The one term that was repeated tonight a few times is kiddushin. It was announced that the Rabbi will be “mesadeir kiddushin — “officiate the kiddushin.” There was also an announcement identifying the eidei kiddushin — witnesses to the kiddushin. In the Berachah recited we state that Hashem is “mekadeish amo Yisrael — [The One Who] sanctifies His nation, of Israelal yedei Chuppah vekiddushin — through Chuppah and kiddushin.” And finally the highlight of the evening is the Chatan’s placing the ring on the Kallah’s finger and proclaiming the traditional declaration of “Harei at mekudeshet li” — “You are hereby sanctified to me.”

The common denominator between these expressions is that what is taking place tonight is related to holiness and sanctification.

The popular explanation of the connection between hekdesh — holiness — and the act of kiddushin is that with the Chatan’s acquiring his Kallah as a wife the husband makes her forbidden to everyone else, like consecrated property. The implication is that just as consecrated property is set aside from all other property not to be used by any individual, likewise, the wife acquired becomes like something consecrated, forbidden to all men except her husband.

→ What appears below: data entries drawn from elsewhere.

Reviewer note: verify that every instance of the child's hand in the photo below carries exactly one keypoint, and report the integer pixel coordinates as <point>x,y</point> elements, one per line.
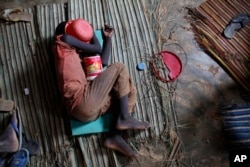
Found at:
<point>108,30</point>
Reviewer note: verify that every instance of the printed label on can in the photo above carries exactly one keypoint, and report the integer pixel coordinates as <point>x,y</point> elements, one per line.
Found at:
<point>92,66</point>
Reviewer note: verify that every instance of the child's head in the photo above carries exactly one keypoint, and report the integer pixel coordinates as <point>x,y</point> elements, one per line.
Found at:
<point>80,28</point>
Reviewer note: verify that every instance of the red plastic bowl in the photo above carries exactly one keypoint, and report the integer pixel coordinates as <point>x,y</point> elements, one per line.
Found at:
<point>80,28</point>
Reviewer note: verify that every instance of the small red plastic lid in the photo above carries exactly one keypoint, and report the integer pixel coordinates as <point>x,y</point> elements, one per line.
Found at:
<point>172,63</point>
<point>79,28</point>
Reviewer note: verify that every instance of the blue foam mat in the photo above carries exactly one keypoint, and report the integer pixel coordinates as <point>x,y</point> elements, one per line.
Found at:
<point>102,124</point>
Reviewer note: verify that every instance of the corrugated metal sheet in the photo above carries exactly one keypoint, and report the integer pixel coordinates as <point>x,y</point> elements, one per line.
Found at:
<point>26,63</point>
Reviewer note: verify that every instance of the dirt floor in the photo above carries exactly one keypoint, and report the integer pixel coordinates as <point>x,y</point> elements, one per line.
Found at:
<point>198,93</point>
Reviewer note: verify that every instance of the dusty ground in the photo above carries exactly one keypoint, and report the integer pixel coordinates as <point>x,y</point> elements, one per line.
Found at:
<point>200,90</point>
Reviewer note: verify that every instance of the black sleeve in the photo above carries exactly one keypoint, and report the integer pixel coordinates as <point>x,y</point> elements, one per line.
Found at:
<point>91,48</point>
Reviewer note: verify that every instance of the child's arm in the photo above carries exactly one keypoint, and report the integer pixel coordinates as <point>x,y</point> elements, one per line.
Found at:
<point>107,31</point>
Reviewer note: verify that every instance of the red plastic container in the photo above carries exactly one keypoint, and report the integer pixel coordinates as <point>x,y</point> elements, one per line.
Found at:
<point>92,67</point>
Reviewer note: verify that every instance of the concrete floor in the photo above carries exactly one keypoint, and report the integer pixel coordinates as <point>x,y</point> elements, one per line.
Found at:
<point>201,89</point>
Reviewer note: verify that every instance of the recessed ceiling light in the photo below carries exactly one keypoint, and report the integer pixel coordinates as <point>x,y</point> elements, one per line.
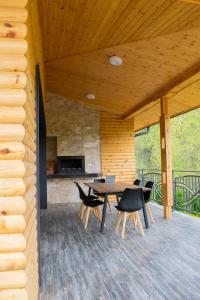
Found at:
<point>90,96</point>
<point>116,60</point>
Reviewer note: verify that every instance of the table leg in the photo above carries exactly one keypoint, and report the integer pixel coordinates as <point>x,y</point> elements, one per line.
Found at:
<point>104,213</point>
<point>145,217</point>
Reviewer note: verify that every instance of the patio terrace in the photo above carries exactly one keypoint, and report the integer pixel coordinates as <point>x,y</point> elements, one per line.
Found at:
<point>78,264</point>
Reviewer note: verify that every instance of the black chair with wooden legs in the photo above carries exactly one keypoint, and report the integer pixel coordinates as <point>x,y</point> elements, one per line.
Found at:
<point>147,194</point>
<point>101,180</point>
<point>131,202</point>
<point>88,204</point>
<point>136,182</point>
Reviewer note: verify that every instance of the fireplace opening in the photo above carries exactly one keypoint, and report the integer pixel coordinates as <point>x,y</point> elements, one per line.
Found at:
<point>70,164</point>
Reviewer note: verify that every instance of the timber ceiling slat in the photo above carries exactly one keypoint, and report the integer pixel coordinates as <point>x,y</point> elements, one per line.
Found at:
<point>157,39</point>
<point>149,67</point>
<point>76,26</point>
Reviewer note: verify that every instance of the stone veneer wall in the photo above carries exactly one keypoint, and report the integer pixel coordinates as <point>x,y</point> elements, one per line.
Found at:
<point>77,129</point>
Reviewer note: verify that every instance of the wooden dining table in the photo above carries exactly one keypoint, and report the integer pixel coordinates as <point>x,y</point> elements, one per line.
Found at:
<point>117,188</point>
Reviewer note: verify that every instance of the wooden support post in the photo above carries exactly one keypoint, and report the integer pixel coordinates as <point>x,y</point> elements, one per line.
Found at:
<point>166,159</point>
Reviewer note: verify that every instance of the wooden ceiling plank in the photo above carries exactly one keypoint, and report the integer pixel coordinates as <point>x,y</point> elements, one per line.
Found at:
<point>190,1</point>
<point>146,18</point>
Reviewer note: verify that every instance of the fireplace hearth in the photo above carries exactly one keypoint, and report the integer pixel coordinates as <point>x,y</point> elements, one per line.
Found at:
<point>70,165</point>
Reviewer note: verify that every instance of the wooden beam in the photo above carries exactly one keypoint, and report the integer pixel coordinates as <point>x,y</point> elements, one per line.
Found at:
<point>191,1</point>
<point>166,159</point>
<point>164,90</point>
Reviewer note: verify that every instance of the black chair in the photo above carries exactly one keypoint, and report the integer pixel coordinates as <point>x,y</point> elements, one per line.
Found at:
<point>137,182</point>
<point>147,194</point>
<point>131,202</point>
<point>101,180</point>
<point>88,203</point>
<point>110,179</point>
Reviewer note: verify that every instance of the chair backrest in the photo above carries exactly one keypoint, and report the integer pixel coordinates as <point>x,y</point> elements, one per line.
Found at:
<point>137,182</point>
<point>131,200</point>
<point>147,194</point>
<point>82,195</point>
<point>110,179</point>
<point>100,180</point>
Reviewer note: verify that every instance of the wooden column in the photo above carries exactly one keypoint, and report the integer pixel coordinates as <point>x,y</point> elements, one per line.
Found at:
<point>166,159</point>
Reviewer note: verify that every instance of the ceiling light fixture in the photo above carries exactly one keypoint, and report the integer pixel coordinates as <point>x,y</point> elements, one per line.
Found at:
<point>90,96</point>
<point>116,60</point>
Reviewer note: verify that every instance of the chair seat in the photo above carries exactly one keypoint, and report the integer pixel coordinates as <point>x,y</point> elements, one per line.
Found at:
<point>92,197</point>
<point>94,203</point>
<point>127,210</point>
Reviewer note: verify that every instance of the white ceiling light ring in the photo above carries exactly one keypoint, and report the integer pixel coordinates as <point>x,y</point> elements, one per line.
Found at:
<point>115,60</point>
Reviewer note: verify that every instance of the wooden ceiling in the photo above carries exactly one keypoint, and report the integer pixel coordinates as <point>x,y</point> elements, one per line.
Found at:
<point>157,39</point>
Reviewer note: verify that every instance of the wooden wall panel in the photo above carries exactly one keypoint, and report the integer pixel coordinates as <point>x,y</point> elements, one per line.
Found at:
<point>20,51</point>
<point>117,147</point>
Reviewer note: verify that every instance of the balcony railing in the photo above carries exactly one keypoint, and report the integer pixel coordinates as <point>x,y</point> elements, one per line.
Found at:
<point>186,188</point>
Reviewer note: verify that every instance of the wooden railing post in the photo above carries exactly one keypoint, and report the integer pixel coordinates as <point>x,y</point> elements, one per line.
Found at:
<point>166,159</point>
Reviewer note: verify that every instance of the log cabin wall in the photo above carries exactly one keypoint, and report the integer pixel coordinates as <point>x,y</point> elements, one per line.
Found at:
<point>20,51</point>
<point>117,147</point>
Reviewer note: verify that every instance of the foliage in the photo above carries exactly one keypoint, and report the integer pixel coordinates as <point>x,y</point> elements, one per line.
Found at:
<point>185,132</point>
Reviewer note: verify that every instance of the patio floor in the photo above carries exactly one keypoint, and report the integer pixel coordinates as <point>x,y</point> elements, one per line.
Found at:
<point>87,265</point>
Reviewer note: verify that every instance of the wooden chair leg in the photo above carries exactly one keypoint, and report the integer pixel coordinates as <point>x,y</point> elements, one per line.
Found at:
<point>83,212</point>
<point>150,213</point>
<point>99,215</point>
<point>124,225</point>
<point>109,206</point>
<point>87,216</point>
<point>120,216</point>
<point>81,208</point>
<point>133,217</point>
<point>139,223</point>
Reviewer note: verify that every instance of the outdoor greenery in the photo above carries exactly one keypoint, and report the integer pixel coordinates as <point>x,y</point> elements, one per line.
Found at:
<point>185,137</point>
<point>185,132</point>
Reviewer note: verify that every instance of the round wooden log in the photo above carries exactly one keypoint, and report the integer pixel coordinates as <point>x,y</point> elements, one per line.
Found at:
<point>12,280</point>
<point>12,169</point>
<point>12,14</point>
<point>12,97</point>
<point>13,46</point>
<point>29,155</point>
<point>16,80</point>
<point>16,151</point>
<point>12,243</point>
<point>29,210</point>
<point>12,187</point>
<point>14,3</point>
<point>12,205</point>
<point>31,224</point>
<point>12,150</point>
<point>10,132</point>
<point>12,30</point>
<point>29,181</point>
<point>30,195</point>
<point>29,141</point>
<point>12,115</point>
<point>14,294</point>
<point>13,62</point>
<point>16,169</point>
<point>12,261</point>
<point>12,224</point>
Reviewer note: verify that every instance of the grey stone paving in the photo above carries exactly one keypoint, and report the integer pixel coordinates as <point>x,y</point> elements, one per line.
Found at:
<point>87,265</point>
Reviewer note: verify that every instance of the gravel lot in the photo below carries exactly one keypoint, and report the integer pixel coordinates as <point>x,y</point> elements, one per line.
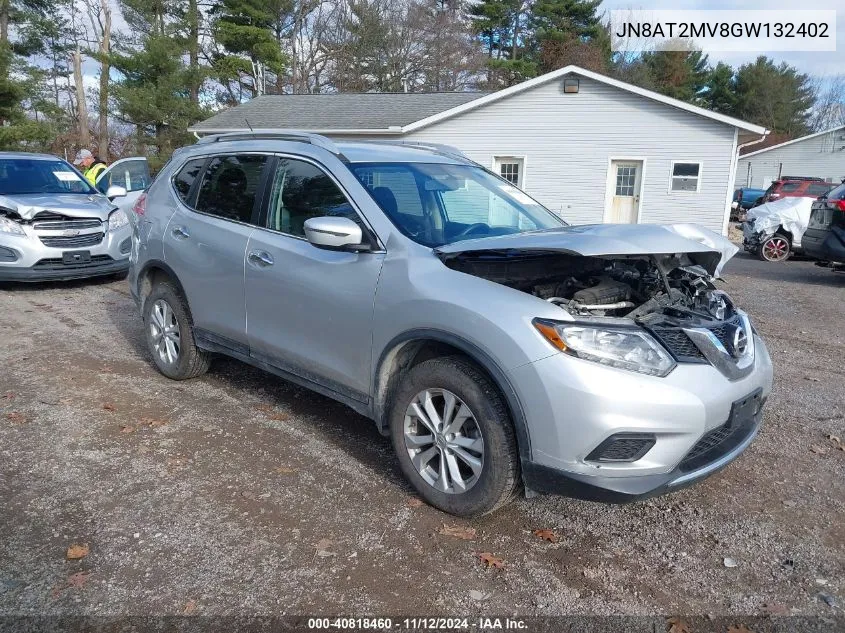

Relative to this subject, in this week’s Torah reading, Parshat Mishpatim, there is also a concept of a person’s being holy. Hashem makes the request that “Ve’anshei kodesh tiheyun li” — “People of holiness shall you be unto Me — and flesh [of an animal] in the field that has been torn you shall not eat” (22:30).

The commandment to be holy is somewhat daunting. “What exactly does Torah expect of me?” an innocent reader may ask. Does it mean that we are supposed to be angels, or that we should live like hermits?

The Chassidic Rebbe of Kotzk calls to our attention that the verse does not say “u’malachei kodesh” — “and holy angels [you shall be unto Me].” Rather it says explicitly “ve’anshei kodesh” — “holy people.” Hence, Torah is not asking from us superhuman or supernatural conduct. Torah demands of us to be human and ordinary people and yet be holy.

If so, what constitutes a holy person and what is considered an unholy person? Possibly, the answer lies in comprehending the juxtaposition of the concept of holiness with the ban of eating non-kosher food in the same pasuk. Once we analyze it, we may also perhaps have a new insight into the Chatan’s declaration of “Harei at mekudeshet li” — “You are hereby sanctified unto me [in accordance with the laws of Moshe and Israel].”

Superficially, the wording in the Torah prohibiting eating non-kosher is enigmatic.

Why does the Torah specify “basadeh” — “in the field”? Should it not say “babayit” — “in the home”?

Many people are meticulous in the laws of kashrut in their homes. They only eat food that has reliable Rabbinic supervision, etc. However, when they go out to the “field” for vacations, picnics or eating out, etc., they are very lax in the laws of kashrut. They may stay in hotels and purchase food in establishments without high kashrut standards.

Therefore, the Torah emphasizes that even when out in the “field,” it is necessary to observe the laws of kashrut strictly.

Thus, it could be said that citing the prohibition of non-kosher food is not the absolute intention of the pasuk, but rather, it explains the concept of “holy people.” It means living a lifestyle which is not a double standard, not practicing a schizophrenic religion in which the individual changes his convictions from situation to situation. A Jew’s practice and observance of Torah must be consistent at all times and under all conditions and settings.

Just as the Gemara (Rosh Hashanah 6a) says of hekdesh — holy property — that “wherever it may be, it is the treasury of the Merciful One,” likewise, a holy Jew is true and authentic in his observance, wherever he may be. This, of course, applies not only to eating kosher but to every facet of our relation to both G‑d and our fellow man.

Hence, perhaps when the Chatan says to the Kallah, “Harei at mekudeshet li” — “You are hereby sanctified to me” — he is referring to our explanation of the Biblical verse “Holy people you shall be unto Me.” We are entering this marriage with the commitment to live a consistent life as Holy people in all matters that pertain to Moshe and Israel. Whether it pertains to Torah commandments regarding His service or to our interpersonal relationships, we will perform everything without any compromises or deviations.

My dear Chatan, by proclaiming the harei at mekudeshet li, you demonstrated your conviction to the lifestyle we delineated, and your dear Kallah, by accepting the ring, silently agreed to be a partner in that endeavor. May the mission you are undertaking be crowned with immense success, and may Hashem facilitate your endeavor by blessing you with all the best materially and spiritually.